Presiden Bank Dunia Jim Yong Kim. (FOTO: AFP)

Jakarta: Menteri Keuangan (Menkeu) Sri Mulyani mengungkapkan mundurnya Presiden Bank Dunia Jim Yong Kim untuk bergabung di sektor swasta.

“Beliau menyampaikan akan gabung untuk satu perusahaan atau sektor swasta di bidang infrastruktur.
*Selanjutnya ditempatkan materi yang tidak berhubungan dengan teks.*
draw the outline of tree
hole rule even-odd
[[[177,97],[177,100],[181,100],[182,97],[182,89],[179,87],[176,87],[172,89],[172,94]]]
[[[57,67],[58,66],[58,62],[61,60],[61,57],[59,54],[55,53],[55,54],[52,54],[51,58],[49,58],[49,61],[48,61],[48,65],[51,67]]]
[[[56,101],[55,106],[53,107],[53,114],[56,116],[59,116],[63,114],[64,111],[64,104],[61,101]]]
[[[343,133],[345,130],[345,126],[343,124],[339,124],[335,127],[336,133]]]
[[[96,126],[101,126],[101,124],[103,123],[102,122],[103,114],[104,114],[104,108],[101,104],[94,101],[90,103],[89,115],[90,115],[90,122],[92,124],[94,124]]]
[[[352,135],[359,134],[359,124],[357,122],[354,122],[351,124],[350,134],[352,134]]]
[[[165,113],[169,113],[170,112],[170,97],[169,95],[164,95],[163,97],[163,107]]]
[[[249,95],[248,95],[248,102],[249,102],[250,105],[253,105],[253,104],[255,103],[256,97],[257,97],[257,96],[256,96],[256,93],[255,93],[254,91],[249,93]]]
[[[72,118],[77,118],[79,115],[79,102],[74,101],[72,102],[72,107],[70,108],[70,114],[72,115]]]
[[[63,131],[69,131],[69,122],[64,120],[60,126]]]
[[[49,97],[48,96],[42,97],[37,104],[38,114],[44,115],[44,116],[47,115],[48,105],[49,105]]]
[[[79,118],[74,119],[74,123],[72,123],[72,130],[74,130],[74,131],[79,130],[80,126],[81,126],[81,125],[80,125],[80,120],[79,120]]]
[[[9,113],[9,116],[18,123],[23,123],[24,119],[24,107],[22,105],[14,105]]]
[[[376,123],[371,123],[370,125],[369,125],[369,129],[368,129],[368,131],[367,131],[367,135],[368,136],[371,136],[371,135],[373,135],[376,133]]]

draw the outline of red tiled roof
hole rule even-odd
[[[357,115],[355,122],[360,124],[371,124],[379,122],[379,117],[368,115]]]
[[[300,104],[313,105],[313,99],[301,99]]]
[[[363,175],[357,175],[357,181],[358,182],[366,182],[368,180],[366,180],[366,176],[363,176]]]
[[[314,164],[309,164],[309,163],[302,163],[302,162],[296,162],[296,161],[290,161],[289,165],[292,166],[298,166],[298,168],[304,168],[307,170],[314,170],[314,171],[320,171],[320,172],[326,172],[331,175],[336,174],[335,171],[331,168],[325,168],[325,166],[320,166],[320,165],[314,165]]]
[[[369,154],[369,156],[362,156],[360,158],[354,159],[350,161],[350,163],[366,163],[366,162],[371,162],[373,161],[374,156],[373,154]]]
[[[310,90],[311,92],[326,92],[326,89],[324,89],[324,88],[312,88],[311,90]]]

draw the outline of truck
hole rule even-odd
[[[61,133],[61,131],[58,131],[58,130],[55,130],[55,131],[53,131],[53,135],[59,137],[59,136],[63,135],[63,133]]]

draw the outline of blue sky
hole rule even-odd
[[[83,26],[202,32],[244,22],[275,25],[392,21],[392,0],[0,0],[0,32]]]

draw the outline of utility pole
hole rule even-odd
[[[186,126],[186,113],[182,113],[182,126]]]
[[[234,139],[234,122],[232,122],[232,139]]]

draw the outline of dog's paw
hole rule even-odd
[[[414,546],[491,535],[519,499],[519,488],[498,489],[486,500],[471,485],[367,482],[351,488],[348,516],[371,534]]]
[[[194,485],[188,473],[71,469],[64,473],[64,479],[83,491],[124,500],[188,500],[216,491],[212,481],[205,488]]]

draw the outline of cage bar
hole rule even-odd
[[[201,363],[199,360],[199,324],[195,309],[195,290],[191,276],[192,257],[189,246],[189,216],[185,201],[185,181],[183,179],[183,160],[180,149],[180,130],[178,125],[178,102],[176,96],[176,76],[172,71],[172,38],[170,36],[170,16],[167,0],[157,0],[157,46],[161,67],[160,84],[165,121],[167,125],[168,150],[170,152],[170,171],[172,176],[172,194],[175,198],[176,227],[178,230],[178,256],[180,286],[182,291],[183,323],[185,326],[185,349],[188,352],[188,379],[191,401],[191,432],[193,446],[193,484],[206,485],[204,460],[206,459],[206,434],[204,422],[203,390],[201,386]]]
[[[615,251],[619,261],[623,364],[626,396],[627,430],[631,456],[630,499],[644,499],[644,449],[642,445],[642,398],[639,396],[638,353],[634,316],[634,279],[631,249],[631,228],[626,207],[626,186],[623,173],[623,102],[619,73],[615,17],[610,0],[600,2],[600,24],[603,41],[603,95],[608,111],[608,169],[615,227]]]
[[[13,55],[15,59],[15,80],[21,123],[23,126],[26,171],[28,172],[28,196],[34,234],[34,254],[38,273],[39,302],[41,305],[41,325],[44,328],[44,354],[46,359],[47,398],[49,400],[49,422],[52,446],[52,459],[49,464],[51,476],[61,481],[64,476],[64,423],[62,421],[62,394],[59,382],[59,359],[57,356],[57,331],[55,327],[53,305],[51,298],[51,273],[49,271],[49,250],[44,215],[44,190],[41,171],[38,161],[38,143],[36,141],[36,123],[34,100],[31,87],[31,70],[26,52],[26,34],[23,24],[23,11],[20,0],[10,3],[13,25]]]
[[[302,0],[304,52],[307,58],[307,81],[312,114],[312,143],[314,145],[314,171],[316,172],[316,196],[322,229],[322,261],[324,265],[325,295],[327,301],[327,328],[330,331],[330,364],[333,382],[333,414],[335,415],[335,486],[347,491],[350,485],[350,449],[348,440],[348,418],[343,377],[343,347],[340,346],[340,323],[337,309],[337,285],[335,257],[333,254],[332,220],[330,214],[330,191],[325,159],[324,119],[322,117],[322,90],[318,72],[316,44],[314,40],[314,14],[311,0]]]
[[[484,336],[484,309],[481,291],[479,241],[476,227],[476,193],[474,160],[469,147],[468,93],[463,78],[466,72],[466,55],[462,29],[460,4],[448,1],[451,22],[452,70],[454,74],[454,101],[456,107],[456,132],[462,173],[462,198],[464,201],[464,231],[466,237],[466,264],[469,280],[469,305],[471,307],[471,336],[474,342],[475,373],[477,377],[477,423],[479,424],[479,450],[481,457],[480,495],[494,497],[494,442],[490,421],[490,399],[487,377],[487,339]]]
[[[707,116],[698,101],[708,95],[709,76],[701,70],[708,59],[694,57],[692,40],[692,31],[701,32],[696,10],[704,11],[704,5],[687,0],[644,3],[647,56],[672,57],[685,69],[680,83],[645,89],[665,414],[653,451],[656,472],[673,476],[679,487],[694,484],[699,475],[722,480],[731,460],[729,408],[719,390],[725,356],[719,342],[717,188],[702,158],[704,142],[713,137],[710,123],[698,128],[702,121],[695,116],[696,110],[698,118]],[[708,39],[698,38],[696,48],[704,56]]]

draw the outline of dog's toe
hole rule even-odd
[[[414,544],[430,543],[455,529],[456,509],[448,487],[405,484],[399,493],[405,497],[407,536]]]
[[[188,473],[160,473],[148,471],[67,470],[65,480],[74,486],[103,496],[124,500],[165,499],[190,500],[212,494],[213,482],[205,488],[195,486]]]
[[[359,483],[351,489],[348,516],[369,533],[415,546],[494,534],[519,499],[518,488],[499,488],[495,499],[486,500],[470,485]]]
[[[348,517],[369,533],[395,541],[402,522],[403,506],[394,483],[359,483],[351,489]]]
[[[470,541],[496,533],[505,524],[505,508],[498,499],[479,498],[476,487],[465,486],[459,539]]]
Karena ini sesuai dengan apa yang beliau bayangkan,” tutur wanita yang kerap disapa Ani ini, di Hotel Ritz-Carlton Pasific Place, Jakarta, Selasa, 8 Januari 2019.

Ani menuturkan kepindahan Kim ke sektor swasta tersebut agar lebih banyak berguna bagi negara-negara berkembang di dunia.

“Saya rasa keputusan Presiden Kim dihormati saja, Indonesia salah satu anggota Bank Dunia tentu mengharapkan lembaga ini dapat dijaga dari sisi visi misi untuk menjaga fungsinya dan terus meningkatkan pemerataan dan kesejahteraan,” papar Ani.

Baca: Presiden Bank Dunia Mengundurkan Diri

Menurut dia dua misi yang disampaikan Bank Dunia sangat relevan bagi banyak negara di dunia yaitu bagaimana menuntaskan kemiskinan serta bagaimana menciptakan pemerataan dan kesejahteraan secara lebih baik.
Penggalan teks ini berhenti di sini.